Commenting on the difference between Cleartrip and other OTAs (Online Travel Agencies) such as booking .com, Crighton said: “As one of the top three main OTAs in the world, that they are successful as they have large inbound markets, however, they did not cater to audience that exists in the region, and not localizing.”
In relation to awareness “the GCC market has a branded keyword behavior. We put a lot of investment building brand in the UAE and around GCC. But now that the brand is quite well known, what we do now is we support that with a lot more performance in digital type behavior. ‘Flyin’ has built a very sophisticated online marketing presence; which is very important to digital businesses. Competition upgrades the customer and this is another interesting thing, with social channels, customers are now have more awareness and do not accept anything of less standards. People know what their entry-level requirement is. And that’s what I mean by upgrade of consumer service and we have to build our technology to respond to them.”

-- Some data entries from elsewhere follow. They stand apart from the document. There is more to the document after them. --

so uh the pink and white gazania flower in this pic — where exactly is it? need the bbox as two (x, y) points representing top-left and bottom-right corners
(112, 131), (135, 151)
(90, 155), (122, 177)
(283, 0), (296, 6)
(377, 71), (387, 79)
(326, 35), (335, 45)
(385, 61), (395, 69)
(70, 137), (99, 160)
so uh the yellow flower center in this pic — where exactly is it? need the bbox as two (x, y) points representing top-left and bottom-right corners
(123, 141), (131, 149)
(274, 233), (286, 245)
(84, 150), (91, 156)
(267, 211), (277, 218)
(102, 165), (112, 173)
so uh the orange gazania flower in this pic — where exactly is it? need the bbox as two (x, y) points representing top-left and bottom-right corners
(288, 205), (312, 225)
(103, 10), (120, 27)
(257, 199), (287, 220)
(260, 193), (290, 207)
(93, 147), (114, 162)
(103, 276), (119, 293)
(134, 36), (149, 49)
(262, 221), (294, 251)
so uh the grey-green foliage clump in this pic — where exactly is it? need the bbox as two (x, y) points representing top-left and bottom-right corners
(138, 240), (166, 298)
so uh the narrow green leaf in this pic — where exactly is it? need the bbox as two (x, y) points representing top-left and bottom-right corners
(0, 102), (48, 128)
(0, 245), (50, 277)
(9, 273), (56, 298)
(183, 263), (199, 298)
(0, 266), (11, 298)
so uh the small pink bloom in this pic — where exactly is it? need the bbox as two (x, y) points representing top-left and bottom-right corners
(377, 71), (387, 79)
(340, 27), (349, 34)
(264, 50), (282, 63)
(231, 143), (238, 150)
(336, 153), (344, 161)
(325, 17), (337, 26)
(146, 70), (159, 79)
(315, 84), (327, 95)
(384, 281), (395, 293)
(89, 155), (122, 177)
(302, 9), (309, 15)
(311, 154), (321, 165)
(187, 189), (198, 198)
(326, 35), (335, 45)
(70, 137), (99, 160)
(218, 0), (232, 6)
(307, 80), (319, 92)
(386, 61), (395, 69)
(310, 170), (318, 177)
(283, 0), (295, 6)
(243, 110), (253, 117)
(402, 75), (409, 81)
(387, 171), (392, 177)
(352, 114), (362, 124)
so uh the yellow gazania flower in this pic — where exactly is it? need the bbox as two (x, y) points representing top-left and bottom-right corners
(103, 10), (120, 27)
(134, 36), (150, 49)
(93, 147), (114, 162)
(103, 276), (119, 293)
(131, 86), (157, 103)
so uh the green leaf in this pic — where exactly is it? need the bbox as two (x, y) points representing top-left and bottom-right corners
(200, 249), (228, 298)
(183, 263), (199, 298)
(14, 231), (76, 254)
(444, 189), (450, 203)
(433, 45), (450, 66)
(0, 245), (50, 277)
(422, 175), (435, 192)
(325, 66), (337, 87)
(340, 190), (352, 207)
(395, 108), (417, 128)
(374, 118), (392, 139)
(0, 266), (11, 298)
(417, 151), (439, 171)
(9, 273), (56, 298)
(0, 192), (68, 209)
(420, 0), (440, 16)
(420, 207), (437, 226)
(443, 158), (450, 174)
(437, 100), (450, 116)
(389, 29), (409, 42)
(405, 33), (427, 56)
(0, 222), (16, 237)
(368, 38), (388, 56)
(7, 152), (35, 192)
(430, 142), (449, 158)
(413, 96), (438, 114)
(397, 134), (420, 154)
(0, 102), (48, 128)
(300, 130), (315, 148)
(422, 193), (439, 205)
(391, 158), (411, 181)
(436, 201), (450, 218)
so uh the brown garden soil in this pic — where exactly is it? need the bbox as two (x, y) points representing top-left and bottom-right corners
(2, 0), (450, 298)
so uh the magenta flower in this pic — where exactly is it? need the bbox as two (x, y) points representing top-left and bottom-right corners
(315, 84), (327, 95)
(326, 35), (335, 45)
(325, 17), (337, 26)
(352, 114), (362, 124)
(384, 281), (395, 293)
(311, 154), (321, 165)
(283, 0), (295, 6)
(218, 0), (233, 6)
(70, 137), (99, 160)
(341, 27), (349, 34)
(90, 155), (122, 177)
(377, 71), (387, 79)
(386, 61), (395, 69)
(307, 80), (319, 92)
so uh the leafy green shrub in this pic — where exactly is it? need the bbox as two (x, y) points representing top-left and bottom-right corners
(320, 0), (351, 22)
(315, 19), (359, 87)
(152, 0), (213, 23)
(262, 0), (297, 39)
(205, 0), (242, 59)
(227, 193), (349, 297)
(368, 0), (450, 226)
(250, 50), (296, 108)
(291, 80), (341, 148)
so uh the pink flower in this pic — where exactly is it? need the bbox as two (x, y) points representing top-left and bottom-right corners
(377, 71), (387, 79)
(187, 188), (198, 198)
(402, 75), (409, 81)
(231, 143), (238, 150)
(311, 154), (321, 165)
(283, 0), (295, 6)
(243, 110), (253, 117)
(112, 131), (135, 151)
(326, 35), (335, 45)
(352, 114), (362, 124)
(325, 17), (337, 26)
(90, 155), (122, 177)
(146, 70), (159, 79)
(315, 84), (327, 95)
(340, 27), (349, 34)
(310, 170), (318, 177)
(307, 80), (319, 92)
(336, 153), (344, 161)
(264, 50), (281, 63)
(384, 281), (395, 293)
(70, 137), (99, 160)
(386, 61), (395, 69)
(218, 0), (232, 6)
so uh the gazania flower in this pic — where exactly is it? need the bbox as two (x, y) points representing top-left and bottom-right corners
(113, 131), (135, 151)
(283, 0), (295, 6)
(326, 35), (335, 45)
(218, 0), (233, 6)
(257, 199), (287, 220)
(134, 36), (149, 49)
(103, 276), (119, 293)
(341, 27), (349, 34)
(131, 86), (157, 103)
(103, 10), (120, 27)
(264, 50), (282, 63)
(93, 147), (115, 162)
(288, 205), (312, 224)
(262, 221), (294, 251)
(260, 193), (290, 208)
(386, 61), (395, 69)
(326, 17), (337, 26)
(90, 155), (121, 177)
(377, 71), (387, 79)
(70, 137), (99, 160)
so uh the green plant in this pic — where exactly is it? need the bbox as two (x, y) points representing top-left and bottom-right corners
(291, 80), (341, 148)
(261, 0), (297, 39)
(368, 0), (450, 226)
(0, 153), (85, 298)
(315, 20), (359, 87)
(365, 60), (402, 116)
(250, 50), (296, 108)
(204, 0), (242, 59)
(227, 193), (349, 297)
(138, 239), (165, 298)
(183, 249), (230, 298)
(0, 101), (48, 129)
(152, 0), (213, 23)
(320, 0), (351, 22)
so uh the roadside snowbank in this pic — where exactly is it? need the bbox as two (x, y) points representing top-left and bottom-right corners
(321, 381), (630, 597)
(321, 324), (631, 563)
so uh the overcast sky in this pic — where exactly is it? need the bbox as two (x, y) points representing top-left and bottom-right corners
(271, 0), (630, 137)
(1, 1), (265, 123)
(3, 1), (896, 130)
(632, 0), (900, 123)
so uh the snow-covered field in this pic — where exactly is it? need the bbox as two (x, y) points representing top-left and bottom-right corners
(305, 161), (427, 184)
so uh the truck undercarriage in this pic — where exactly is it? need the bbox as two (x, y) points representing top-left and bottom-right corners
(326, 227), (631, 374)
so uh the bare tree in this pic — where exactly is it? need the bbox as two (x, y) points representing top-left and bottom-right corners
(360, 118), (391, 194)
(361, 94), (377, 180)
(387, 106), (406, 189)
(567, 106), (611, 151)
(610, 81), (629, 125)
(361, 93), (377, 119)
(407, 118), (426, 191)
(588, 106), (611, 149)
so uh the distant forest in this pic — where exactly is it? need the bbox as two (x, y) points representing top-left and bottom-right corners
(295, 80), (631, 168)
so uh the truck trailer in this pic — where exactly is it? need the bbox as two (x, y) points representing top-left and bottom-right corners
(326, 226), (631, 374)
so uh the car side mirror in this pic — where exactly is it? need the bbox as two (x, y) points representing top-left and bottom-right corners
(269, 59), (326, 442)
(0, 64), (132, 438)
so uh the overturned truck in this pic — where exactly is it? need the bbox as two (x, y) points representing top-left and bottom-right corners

Cleartrip was the first in the world to activate online mobile cancellations due to the consumers demand. There is so much to do and we just have to do is just keep organized about how we are thinking about it. That’s the challenge.
Cleartrip was founded in 2006 in India, with the main vision to take advantage of a lot of change that was going on in the travel industry in India — that means online businesses. Digital businesses have a much better opportunity of success.